1475 sayılı Kanun’un 14. maddesinin birinci fıkrasının dördüncü bendi; ‘’(Ek: 25.8.1999 -4447/45 md.) 506 sayılı Kanunun 60. maddesinin birinci fıkrasının (A) bendinin (a) ve (b) alt bentlerinde öngörülen yaşlar dışında kalan diğer şartları veya aynı Kanunun Geçici 81 inci maddesine göre yaşlılık aylığı bağlanması için öngörülen sigortalılık süresini ve prim ödeme gün sayısını tamamlayarak kendi istekleri ile işten ayrılmaları nedeniyle…’’ hükmünü amirdir. İşçiye emeklilik için yaş dışında diğer şartları taşıması halinde kendi isteği ile işten ayrılması imkânı tanınmıştır. Eş söyleyişle, yaş şartı nedeniyle emeklilik hakkını kazanamamış olmasına rağmen, sigortalılık süresini ve pirim ödeme gün sayısını dolduran işçi, ilgili madde gereğince işyerinden ayrılabilecek ve kıdem tazminatına hak kazanabilecektir. Yaş koşullarını taşımaması nedeniyle (henüz) yaşlılık aylığına hak kazanmamış olan, ancak 15 yıllık sigortalılık süresini doldurmuş ve 3600 gün malullük, yaşlılık ve ölüm sigortaları primi ödemiş bulunanlar, sözleşmeyi bu hükme dayanarak sona erdirdiklerini fesih beyanında belirtmeleri koşuluyla kıdem tazminatına hak kazanırlar.[2]

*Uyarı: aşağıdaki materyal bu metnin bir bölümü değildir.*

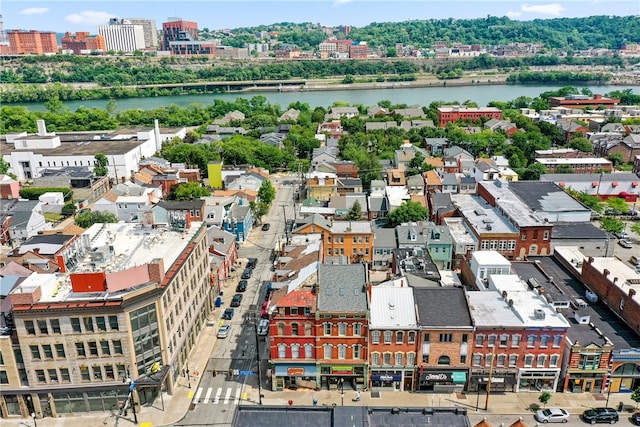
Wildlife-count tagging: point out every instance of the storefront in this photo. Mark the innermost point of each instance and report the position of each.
(502, 382)
(295, 375)
(538, 379)
(342, 377)
(442, 381)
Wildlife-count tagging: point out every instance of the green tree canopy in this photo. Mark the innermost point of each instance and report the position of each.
(88, 218)
(407, 212)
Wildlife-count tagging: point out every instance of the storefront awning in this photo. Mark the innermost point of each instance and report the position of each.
(495, 379)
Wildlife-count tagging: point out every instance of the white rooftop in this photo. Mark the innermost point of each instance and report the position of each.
(392, 307)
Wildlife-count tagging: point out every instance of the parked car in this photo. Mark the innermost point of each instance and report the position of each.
(223, 332)
(552, 415)
(600, 415)
(236, 300)
(242, 286)
(263, 327)
(625, 243)
(246, 273)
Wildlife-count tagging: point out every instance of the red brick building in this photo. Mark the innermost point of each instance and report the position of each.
(453, 114)
(32, 42)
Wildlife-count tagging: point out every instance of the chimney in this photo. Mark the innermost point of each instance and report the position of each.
(42, 128)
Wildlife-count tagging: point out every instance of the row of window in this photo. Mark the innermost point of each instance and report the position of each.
(541, 341)
(511, 360)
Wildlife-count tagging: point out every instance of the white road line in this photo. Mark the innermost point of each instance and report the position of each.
(208, 395)
(218, 393)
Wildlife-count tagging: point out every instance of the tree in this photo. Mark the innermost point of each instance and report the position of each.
(101, 165)
(544, 398)
(188, 191)
(355, 213)
(88, 218)
(407, 212)
(266, 193)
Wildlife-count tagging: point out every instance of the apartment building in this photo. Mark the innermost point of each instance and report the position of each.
(130, 306)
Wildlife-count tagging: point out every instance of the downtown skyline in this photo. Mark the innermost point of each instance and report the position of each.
(69, 15)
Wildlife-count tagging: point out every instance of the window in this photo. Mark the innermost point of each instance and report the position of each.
(60, 350)
(477, 360)
(327, 351)
(48, 351)
(88, 323)
(399, 358)
(104, 345)
(55, 326)
(387, 358)
(29, 326)
(342, 329)
(113, 323)
(327, 328)
(375, 358)
(411, 337)
(100, 323)
(42, 326)
(35, 352)
(446, 337)
(444, 360)
(93, 348)
(342, 351)
(542, 359)
(528, 360)
(357, 329)
(80, 349)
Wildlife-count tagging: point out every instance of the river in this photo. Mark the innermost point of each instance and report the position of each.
(423, 96)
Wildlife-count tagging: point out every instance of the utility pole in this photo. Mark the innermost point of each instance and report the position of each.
(493, 356)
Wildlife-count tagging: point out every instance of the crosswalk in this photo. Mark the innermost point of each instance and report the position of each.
(224, 396)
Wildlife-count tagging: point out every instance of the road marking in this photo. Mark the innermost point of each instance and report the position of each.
(208, 395)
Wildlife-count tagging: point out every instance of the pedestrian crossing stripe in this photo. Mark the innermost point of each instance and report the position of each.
(219, 395)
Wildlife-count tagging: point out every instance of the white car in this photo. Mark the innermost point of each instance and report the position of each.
(552, 415)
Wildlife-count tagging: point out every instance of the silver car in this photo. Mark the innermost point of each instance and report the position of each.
(552, 415)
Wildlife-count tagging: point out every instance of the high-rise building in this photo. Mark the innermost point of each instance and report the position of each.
(122, 35)
(150, 31)
(178, 30)
(83, 43)
(32, 42)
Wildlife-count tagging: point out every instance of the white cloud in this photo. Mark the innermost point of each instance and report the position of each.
(90, 17)
(34, 11)
(552, 9)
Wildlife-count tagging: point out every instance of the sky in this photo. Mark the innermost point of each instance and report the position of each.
(85, 15)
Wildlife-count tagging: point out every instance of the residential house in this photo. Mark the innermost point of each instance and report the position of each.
(342, 328)
(445, 339)
(393, 338)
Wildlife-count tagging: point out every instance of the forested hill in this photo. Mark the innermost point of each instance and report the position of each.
(568, 34)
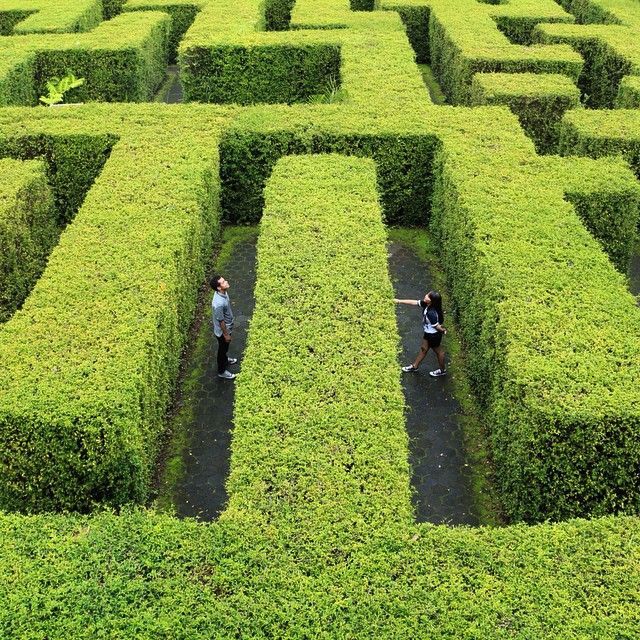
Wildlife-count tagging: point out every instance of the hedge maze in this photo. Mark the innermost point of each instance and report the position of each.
(312, 119)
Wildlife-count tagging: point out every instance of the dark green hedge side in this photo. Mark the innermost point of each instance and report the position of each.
(182, 16)
(602, 133)
(528, 281)
(9, 19)
(90, 361)
(539, 101)
(416, 22)
(27, 230)
(65, 577)
(73, 162)
(604, 65)
(121, 60)
(111, 8)
(319, 438)
(16, 83)
(61, 17)
(460, 48)
(629, 93)
(247, 156)
(248, 74)
(277, 14)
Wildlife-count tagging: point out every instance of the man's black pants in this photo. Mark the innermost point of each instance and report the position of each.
(223, 348)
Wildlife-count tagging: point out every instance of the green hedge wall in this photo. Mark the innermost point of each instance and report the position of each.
(72, 163)
(182, 16)
(602, 133)
(90, 361)
(539, 101)
(629, 93)
(109, 576)
(248, 156)
(41, 16)
(528, 282)
(121, 60)
(27, 230)
(605, 62)
(317, 436)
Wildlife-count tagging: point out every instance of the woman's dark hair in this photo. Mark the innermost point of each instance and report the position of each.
(436, 303)
(215, 281)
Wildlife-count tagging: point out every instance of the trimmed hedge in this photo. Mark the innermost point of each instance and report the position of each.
(629, 93)
(225, 59)
(462, 39)
(319, 442)
(113, 576)
(602, 133)
(122, 60)
(539, 101)
(552, 333)
(27, 230)
(42, 16)
(182, 12)
(89, 363)
(610, 52)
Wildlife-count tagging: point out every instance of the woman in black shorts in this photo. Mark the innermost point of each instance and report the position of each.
(432, 319)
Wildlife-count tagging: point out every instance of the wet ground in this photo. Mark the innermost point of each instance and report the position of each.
(441, 477)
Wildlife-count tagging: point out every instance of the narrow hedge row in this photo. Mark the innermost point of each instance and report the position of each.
(539, 101)
(609, 52)
(602, 133)
(89, 363)
(552, 333)
(182, 12)
(629, 93)
(224, 58)
(27, 230)
(462, 38)
(42, 16)
(111, 576)
(121, 60)
(319, 443)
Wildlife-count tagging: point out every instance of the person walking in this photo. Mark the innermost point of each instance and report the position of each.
(432, 326)
(222, 325)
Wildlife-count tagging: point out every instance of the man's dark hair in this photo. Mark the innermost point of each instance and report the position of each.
(215, 282)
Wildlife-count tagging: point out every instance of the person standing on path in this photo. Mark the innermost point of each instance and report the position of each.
(432, 319)
(222, 325)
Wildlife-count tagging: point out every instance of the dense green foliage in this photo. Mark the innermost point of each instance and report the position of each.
(539, 101)
(141, 574)
(121, 60)
(27, 230)
(89, 363)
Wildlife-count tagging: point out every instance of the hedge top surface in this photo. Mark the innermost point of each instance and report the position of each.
(53, 17)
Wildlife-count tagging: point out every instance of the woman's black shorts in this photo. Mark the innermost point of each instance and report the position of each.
(433, 339)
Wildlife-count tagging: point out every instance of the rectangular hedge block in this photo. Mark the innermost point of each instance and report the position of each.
(27, 230)
(320, 375)
(539, 100)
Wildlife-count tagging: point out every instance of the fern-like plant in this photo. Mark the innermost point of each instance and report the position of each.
(57, 88)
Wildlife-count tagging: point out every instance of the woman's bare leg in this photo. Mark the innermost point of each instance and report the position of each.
(440, 355)
(424, 347)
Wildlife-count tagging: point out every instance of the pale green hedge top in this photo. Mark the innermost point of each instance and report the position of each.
(531, 85)
(112, 576)
(62, 16)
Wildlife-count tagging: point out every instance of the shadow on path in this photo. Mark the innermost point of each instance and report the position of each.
(441, 477)
(201, 493)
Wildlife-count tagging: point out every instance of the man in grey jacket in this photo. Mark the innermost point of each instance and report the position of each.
(222, 325)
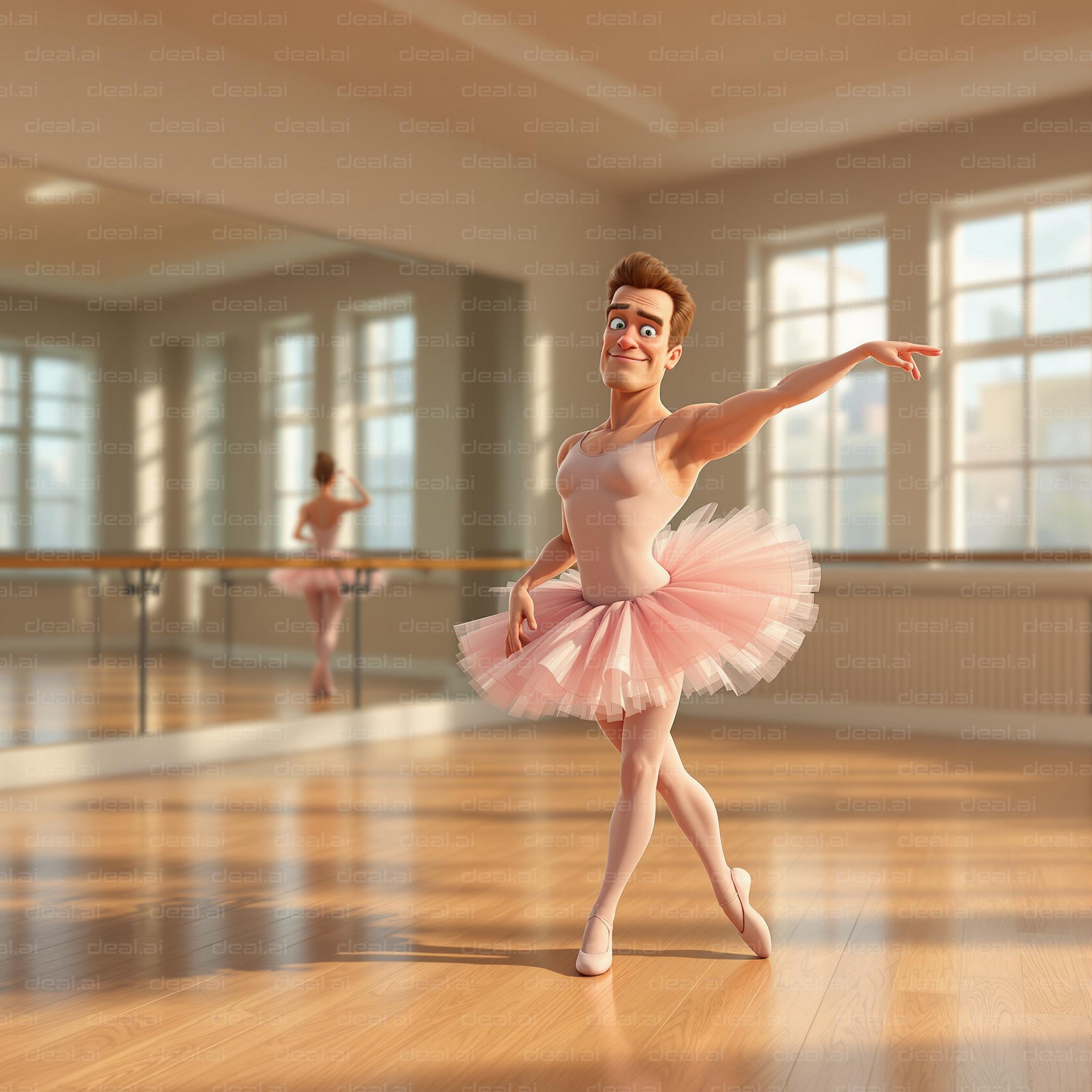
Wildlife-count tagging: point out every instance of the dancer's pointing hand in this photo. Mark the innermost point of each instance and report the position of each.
(899, 354)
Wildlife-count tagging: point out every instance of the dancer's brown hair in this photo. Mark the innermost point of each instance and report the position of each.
(642, 270)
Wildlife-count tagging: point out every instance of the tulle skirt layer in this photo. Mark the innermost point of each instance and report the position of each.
(739, 604)
(301, 581)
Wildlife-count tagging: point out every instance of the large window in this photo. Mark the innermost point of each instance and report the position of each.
(206, 503)
(291, 393)
(49, 425)
(1019, 329)
(826, 460)
(387, 426)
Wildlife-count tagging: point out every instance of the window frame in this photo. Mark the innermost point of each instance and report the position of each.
(385, 310)
(25, 434)
(279, 537)
(766, 482)
(1024, 346)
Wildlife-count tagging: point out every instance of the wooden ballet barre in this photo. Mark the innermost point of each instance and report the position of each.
(153, 564)
(183, 561)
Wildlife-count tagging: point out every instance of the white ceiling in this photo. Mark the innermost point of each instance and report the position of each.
(86, 241)
(695, 92)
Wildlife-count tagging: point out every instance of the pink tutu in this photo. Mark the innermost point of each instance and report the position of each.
(300, 581)
(740, 601)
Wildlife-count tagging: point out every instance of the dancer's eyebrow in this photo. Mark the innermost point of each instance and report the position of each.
(645, 315)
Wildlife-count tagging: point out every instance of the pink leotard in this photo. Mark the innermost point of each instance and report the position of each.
(615, 504)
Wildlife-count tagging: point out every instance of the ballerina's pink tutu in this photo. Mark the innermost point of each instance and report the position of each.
(301, 581)
(735, 611)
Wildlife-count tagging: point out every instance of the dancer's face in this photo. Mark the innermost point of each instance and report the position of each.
(635, 342)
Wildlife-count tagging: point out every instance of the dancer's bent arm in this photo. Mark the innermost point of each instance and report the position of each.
(304, 517)
(719, 429)
(556, 556)
(353, 506)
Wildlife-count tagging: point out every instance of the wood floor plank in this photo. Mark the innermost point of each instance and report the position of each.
(409, 912)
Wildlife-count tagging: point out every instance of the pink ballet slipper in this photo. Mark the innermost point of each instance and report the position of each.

Konuya İlişkin Yargıtay Kararları

Emeklilik sonrasında işçinin aynı işveren ya da başka işveren nezdinde çalışmasına dair yasal bir engel bulunmamaktadır. Zira Anayasa’nın 49. Maddesinde belirtildiği üzere herkesin çalışma hakkı ve ödevi vardır. Emeklilik sebebiyle iş sözleşmesini fesheden çalışan aynı işveren nezdinde çalışmaya devam ederse, kıdem tazminatı ve kullanmadığı yıllık izin ücreti ödemesi yapılır. Binaenaleyh, işçinin emekli olmasından sonraki çalışmaları yeni bir iş sözleşmesi kapsamında olur. Bunun yanında çalışan kişi emeklilik halinde kıdem tazminatını alıp işten ayrıldıktan sonra başka bir işveren nezdinde de çalışabilir. Bu durum çalışanın kötü niyetli olduğu anlamına gelmez.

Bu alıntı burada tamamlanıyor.